Kenyatta Walker holds a Buccaneer jersey up for the first time
Old Coaching Mates Dueling over Moss? … More from Kenyatta Walker … First-round timing
What might the Buccaneers have done at pick number 21 in the first round, had their trade efforts to move upward not come to fruition?
Well, if it was up to Mr. Dungy, the Bucs would have leapt at the chance to get Miami WR Santana Moss.
Okay, not that Mr. Dungy. While Head Coach Tony Dungy will probably keep the Bucs' original plans under wraps, his youngest son Eric, wore his emotions on his sleeve all week.
According to the elder Dungy, Eric has been lobbying hard for Moss. Whether or not the Bucs were actually interested in the diminutive Hurricane playmaker, Coach Dungy doubted he would still be on the board at the 21st pick. The problem, in terms of inter-family relationships in the Dungy household, is that former Buccaneers' coach Herman Edwards might be the one to gum up the works. The Bucs believed – correctly, as it turns out – that Edwards, new Head Coach of the New York Jets, was very interested in Moss.
"I told Herm it would break Eric's heart if they got Moss before us," said Dungy with a laugh.
It all became a moot point, of course, when the Buccaneers swung their blockbuster deal with Buffalo to get into Walker territory. Edwards and the Jets also moved up minutes later to grab Moss, trading with Pittsburgh to jump from 19th to 16th.
That move indicates that Moss was a hot commodity in the mid part of the opening round, despite his relative lack of size (5-9.5, 185 pounds). In discussing Edwards' new weapon, Dungy admitted his stature was an issue, but felt his play-making abilities would make him a quality professional, a la Warrick Dunn.
"He's played in big games and he's always stood out," said Dungy.
Kenyatta Walker was in New York when he found out he was headed to Tampa. As one of the consensus top players available, Walker was at draft headquarters in Madison Square Garden for the proceedings.

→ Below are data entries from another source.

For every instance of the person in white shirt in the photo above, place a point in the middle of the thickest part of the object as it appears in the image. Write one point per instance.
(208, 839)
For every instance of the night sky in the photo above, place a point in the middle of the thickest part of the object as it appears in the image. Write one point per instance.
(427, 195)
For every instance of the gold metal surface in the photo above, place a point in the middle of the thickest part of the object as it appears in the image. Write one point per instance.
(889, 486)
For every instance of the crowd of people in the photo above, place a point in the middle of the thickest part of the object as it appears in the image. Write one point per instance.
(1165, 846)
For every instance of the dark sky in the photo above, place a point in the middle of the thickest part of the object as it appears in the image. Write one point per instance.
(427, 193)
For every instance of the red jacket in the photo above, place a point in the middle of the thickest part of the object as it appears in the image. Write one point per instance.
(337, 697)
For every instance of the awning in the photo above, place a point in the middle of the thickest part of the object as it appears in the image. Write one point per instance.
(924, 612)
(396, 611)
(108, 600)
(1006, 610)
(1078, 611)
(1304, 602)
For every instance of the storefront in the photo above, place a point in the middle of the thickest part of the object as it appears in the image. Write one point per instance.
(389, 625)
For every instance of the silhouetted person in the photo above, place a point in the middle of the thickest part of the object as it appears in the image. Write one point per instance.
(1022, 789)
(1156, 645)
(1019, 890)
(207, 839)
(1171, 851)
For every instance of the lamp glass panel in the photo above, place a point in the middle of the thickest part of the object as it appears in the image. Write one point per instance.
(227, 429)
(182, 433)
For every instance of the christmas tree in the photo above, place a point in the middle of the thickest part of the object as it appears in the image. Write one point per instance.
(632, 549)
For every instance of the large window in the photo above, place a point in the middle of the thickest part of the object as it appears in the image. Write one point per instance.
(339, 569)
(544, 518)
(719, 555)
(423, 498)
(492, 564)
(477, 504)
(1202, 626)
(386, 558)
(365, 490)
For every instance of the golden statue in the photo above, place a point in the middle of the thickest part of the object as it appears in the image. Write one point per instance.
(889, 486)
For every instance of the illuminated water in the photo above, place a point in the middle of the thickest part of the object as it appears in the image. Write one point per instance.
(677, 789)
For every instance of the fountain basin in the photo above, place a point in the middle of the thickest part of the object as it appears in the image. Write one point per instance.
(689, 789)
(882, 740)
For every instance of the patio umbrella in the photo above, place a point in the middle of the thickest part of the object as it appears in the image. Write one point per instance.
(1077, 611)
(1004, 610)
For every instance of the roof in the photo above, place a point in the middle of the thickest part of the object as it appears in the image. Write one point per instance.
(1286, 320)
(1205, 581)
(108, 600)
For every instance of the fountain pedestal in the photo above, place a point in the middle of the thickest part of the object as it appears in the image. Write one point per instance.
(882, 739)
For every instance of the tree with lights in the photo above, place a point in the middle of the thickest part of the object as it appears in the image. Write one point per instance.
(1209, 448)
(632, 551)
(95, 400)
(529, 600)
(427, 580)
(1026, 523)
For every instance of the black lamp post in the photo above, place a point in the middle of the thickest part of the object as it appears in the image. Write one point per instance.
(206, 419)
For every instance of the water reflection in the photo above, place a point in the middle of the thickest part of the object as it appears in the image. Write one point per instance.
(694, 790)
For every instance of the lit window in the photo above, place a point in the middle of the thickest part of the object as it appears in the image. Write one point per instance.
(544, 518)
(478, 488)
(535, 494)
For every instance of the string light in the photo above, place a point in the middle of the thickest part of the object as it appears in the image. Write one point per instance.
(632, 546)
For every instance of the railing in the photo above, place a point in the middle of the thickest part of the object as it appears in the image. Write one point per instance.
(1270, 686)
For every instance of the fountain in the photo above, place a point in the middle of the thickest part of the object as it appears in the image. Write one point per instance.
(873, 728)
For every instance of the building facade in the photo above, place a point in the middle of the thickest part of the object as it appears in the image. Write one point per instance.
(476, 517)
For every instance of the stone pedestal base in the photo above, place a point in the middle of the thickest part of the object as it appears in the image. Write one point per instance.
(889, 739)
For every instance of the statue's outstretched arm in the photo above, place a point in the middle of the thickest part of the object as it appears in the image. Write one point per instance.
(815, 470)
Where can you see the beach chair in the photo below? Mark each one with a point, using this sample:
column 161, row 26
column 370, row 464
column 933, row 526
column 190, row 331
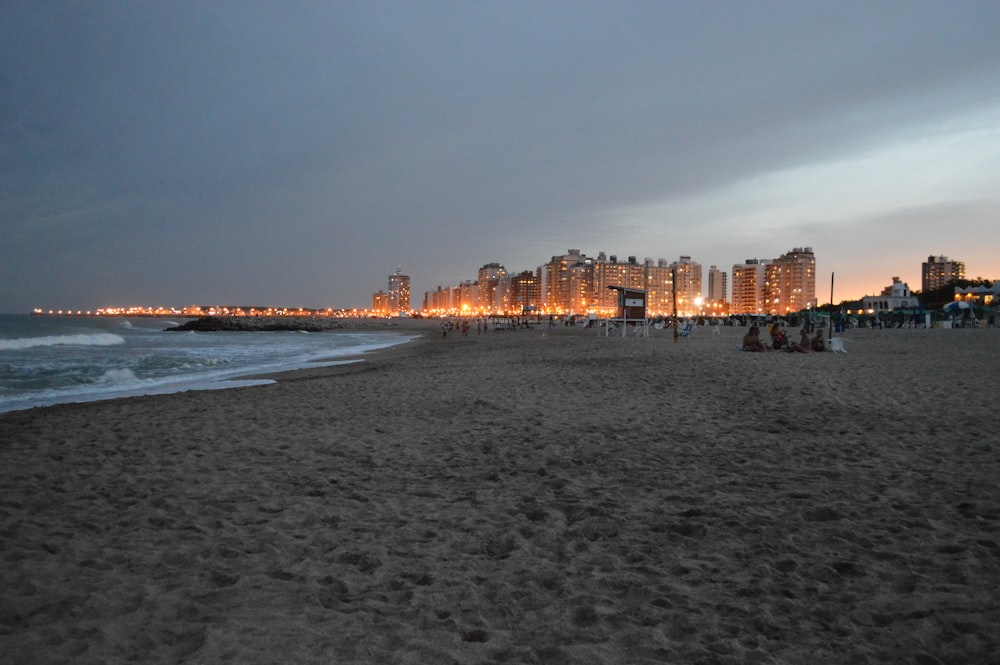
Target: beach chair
column 837, row 345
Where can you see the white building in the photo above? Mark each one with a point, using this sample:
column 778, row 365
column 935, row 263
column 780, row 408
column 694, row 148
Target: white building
column 894, row 297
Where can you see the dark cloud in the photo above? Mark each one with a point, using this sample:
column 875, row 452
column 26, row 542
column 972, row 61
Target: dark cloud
column 299, row 152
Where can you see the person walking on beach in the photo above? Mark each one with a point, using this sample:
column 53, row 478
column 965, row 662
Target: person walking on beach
column 751, row 341
column 804, row 345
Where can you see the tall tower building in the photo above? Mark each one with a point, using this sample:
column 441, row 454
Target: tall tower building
column 490, row 276
column 938, row 271
column 748, row 287
column 687, row 274
column 562, row 288
column 399, row 292
column 717, row 285
column 659, row 287
column 790, row 282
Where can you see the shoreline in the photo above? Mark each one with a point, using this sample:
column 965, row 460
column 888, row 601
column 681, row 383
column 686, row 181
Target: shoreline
column 531, row 496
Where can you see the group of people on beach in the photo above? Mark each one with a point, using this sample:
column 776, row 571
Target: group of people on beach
column 780, row 342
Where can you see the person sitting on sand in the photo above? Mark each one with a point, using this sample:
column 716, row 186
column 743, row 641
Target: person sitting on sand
column 778, row 337
column 819, row 344
column 804, row 345
column 751, row 341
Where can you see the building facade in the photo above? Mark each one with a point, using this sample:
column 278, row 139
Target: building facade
column 687, row 282
column 717, row 285
column 748, row 287
column 938, row 271
column 790, row 282
column 896, row 296
column 399, row 292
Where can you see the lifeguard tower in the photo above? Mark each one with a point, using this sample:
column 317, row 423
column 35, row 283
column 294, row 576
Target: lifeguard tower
column 631, row 311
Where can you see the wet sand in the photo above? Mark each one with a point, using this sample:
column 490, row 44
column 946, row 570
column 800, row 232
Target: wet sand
column 544, row 496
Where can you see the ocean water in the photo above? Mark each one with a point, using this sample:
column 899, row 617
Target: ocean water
column 48, row 360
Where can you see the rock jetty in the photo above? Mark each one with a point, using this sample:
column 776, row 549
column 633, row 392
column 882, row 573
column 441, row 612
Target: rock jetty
column 259, row 324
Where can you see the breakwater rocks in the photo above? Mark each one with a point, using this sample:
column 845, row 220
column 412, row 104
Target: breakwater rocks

When the Buccaneers made him the 14th player taken overall, Walker stepped to the main draft podium and held the Buccaneers' jersey aloft.
Meanwhile, Buccaneer officials Rich McKay and Tony Dungy were describing Walker's finer points to the assembled media at One Buccaneers Place.
Roughly 30 minutes later, the two sides came together when Walker called to speak to the Tampa Bay press for the first time. Some of the highlights of the interview:
On dropping to the 14th spot: "Yeah, I was a little surprised but just like on Sunday anything can happen. Today anything happened. When I really got worried I was on the podium shaking the commissioner's hand. So it really worked out fine."
On something to prove after dropping: "I was going to have something to prove anyway just by being a high draft pick. Right now being a rookie, you have something to prove regardless and I just want to prove something to the team that picked me, to show everybody on their staff they were right, that I am a great player and to be in Tampa Bay for a very long time."
On his combine interview with Tony Dungy and Rich McKay: "I felt very comfortable. I felt they were very satisfied and happy. It showed that they saw what they liked by coming to get me and if you think about it, maybe they could have waited for the 21st pick, I might have still been there. So you never know. I just feel real good right now."
On the emotions of the draft: "I feel like I can breathe again, I can finally relax. I know the type of schedule I'm going to be on and my team and now this is when the hard work is going to start. It's time to get in shape and be ready for the NFL."
On comparing himself to Texas OT Leonard Davis: "I think we are two different players. He's the bigger, stout type of guy and I'm more of the athletic type of guy. Still Leonard is a great player and I tip my hat to him. But if you look at me and him we are two different type of players that came out of two different systems. He's a great player."
On his upcoming contract negotiations: "It's very important for me to get in there and get it settled. I need to get in there and get the playbook and learn how they run things. Me being in Florida is a positive thing, just being right down the street in Gainesville and knowing Florida I feel like I'm basically going back home."
Baltimore concluded the first round of the 2001 NFL Draft by selecting Arizona State TE Todd Heap. It was 4:32 p.m. EDT at the time.
Earlier, Atlanta had gone on the clock at 12:14 p.m. EDT and quickly used the first pick to select Virginia Tech QB Todd Heap. That means the first round took a total of four hours and 18 minutes to complete.
Despite a number of trades, this year's first round was a model of efficiency compared to last spring. The 2000 NFL Draft needed five hours and 30 minutes to complete the first round, more than an hour longer than 2001.